Once Upon a Dream - Page 3

Affordable housing on the edge of Palo Alto—behind the 'utopian vision' of architect Joe Stein
Once Upon a Dream
Joe Stein and landscape architect Bob Royston became neighbors in the late 1940s when Stein designed and built hillside houses in Mill Valley for each of them. Above: Stein’s house in the foreground, Royston's to the left.
Once Upon a Dream
Stein with landscape architect Garrett Eckbo working on the site of Stein's future home, 1947.
Once Upon a Dream
Once Upon a Dream
Two views of Stein’s design of the Appert residence, Atherton.

The homes in some way resembled their creator, a man who was "unpretentious and unassuming," in the words of his son Ethan. Joe Stein loved reading, sketching, and photography, as well as hiking in Tilden Park in Berkeley and up the Coast near Jenner. His favorite spot was Muir Woods.

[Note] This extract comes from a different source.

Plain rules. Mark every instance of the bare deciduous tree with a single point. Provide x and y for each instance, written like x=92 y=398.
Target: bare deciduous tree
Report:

"He considered himself a carpenter, a workman," Ethan said in a 2007 interview. "He was not interested in showy architecture, [Frank] Gehry style, in sculptural form. He always said form follows function. And he based his designs on the site."

"He was a thinker," Ethan said of his dad.

Joe Stein found sympathetic clients. "In those days," Stein wrote, "though you might have had considerable means, in the Bay Region one tended to maintain a quality of voluntary simplicity."

Stein was also known among leftist Bay Area architects and intellectuals for the rigor of his thought, according to the late architect Donald Olsen, who said of Stein, "He spelled out what was going on, and we tended to respect it."

"My father was never doctrinaire. He was not political," Ethan said. "He never read Marx. That was not his thing. But he believed in all those values, communal values."

Both Stein and Eichler architect Bob Anshen taught architecture at San Francisco's leftwing California Labor School in 1947. Stein and Anshen were also members of Telesis, a group of architects, planners, and the like who advocated for good design and regional planning.

The houses at Ladera, designed by John Funk and Stein, suggest early Eichler homes, or Gregory Ain's houses in the Mar Vista neighborhood of Los Angeles. They have broad bands of windows, wide overhangs that vary from solid to trellised, carports, clerestory windows, walls of glass facing a rear courtyard, and exterior siding generally of vertical wooden slats or board and batten.

The dreamers and practical men and women who bought them loved them for their light and for their open plans. "The houses are pleasing but inconspicuous," the association noted in a brochure.

Homes designed by Stein for individual clients often had V- or U-shaped plans, with rooms wrapping a courtyard. They are generally wood framed, but sometimes built of concrete blocks, and Stein often used concrete block for walls. Large, red brick fireplaces are a mainstay.

Many of his homes, including the Appert house in Atherton, have broad walls of glass, with glass meeting glass at corners without the need for mullions. They were designed jointly with landscape architects, often with Stein's friend, Royston, who retained mature oaks in his design for the Apperts.

Interiors are often sheathed in mahogany, like Eichler homes. The fireplace wall in Royston's house was sheathed, picturesquely enough, in corrugated copper.

The closest Stein came to achieving his dream of designing mass communities was at Ladera, but that didn't come very close. Although about two dozen houses were built in 1949 to the Funk and Stein plans, the housing association couldn't get federal financing, several residents have said, in part because it admitted blacks.

The 'practical men' proved right.

Increasing construction costs hurt, and the association began running out of money in 1949, according to Ladera Lore, a history of the association by Hallis Friend and Nancy Lund from 1974. "The PHA [Peninsula Housing Association] did perhaps spend beyond its means," they wrote.